Летописец отмечает, что с тех пор, как
московский князь получил от хана великокняжеское
звание, Северная Русь начала отдыхать
от постоянных татарских погромов. Рассказывая
о возвращении Калиты от хана в 1328 г. с пожалованием,
летописец прибавляет: «Бысть оттоле тишина
велика по всей Русской земле на сорок
лет, и престаша татаровы воевати землю
Русскую».
Время с 1328 по 1368 гг., когда впервые напал
на Северо-Восточную Русь Ольгерд Литовский1, считалось порою отдыха для
населения этой Руси, которое за то благодарило
Москву. В эти спокойные годы успели народиться
и вырасти целых два поколения, к нервам
которых впечатления детства не привили
безотчетного ужаса отцов и дедов перед
татарином: они и вышли на Куликово поле.
Политическое следствие приобретения
московским князем великого княжения
состояло в том, что московский князь,
став великим, первый начал выводить Северную
Русь из состояния политического раздробления.
Вокруг Москвы со времени великого княжения
Калиты образуется княжеский союз, руководимый
самим московским князем.
Сначала этот союз был финансовый и подневольный.
Поручение собирать ордынскую дань со
многих, если не со всех, князей получил
Иван Данилович, когда стал великим князем
владимирским. Это полномочие послужило
могучим орудием политического объединения
удельной Руси. Не охотник и не мастер
бить свою братию мечом, московский князь
получил возможность бить ее рублем. Простой
ответственный приказчик хана по сбору
и доставке дани, московский князь сделан
был потом полномочным руководителем
и судьей русских князей.
Когда дети Калиты по смерти отца в 1341 г.
явились к хану Узбеку, тот встретил их
с честью и любовью. Старшему сыну, Семену,
назначенному великим князем, даны были
«под руку» все князья русские. По смерти
Семена в 1353 г. его брат Иван получил от
хана вместе с великокняжеским званием
и судебную власть над всеми князьями
Северной Руси.
В княжение Иванова сына Дмитрия этот
княжеский союз с Москвою во главе еще
более расширился и укрепился, получив
национальное значение. Когда при Дмитрии
возобновилась борьба с Тверью, тверской
князь Михаил Александрович искал себе
опоры в Литве и даже в Орде, чем погубил
популярность, какой дотоле пользовались
тверские князья в Северной Руси.
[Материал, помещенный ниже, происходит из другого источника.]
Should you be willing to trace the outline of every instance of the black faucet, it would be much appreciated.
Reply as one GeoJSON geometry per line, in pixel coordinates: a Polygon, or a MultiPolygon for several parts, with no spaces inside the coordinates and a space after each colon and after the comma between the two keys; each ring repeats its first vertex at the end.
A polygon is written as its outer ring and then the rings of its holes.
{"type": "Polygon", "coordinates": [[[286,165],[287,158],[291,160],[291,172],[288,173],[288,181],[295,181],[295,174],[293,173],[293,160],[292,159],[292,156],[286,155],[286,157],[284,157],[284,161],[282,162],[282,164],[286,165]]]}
Когда
в 1357 г. московский князь шел на Тверь, к
его полкам присоединились 19 князей. Они
сердились на тверского князя за то, что
он неоднократно наводил на Русь Литву
и соединился даже с поганым Мамаем. Наконец,
почти вся Северная Русь под руководством
Москвы стала против Орды на Куликовом
поле и одержала под московскими знаменами
первую народную победу. Это сообщило
московскому князю значение национального вождя
Северной Руси в борьбе с внешними врагами.
Так Орда стала слепым орудием, с помощью
которого создавалась политическая и
народная сила, направившаяся против нее
же. <…>
Татарский разгром надолго, на весь XIII
век, поверг народное хозяйство Северной
Руси в страшный хаос. Но в XIV в. расстроенные
отношения здесь начали улаживаться, народное
хозяйство стало приходить в некоторый
порядок. С тех пор и московские князья,
начав свое дело беззастенчивыми хищниками,
продолжают его мирными хозяевами, скопидомными,
домовитыми устроителями своего удела,
заботятся о водворении в нем прочного
порядка, заселяют его промышленными и
рабочими людьми, которых перезывают к
себе из чужих княжеств, толпами покупают
в Орде русских пленников и на льготных
условиях сажают тех и других на своих
московских пустошах, строят деревни,
села, слободы.
С XIV в. можем следить за ходом этого хозяйственного
домостроительства московских князей
по длинному ряду из духовных грамот, начинающемуся
двумя завещаниями третьего московского
князя из Александрова племени Ивана Калиты.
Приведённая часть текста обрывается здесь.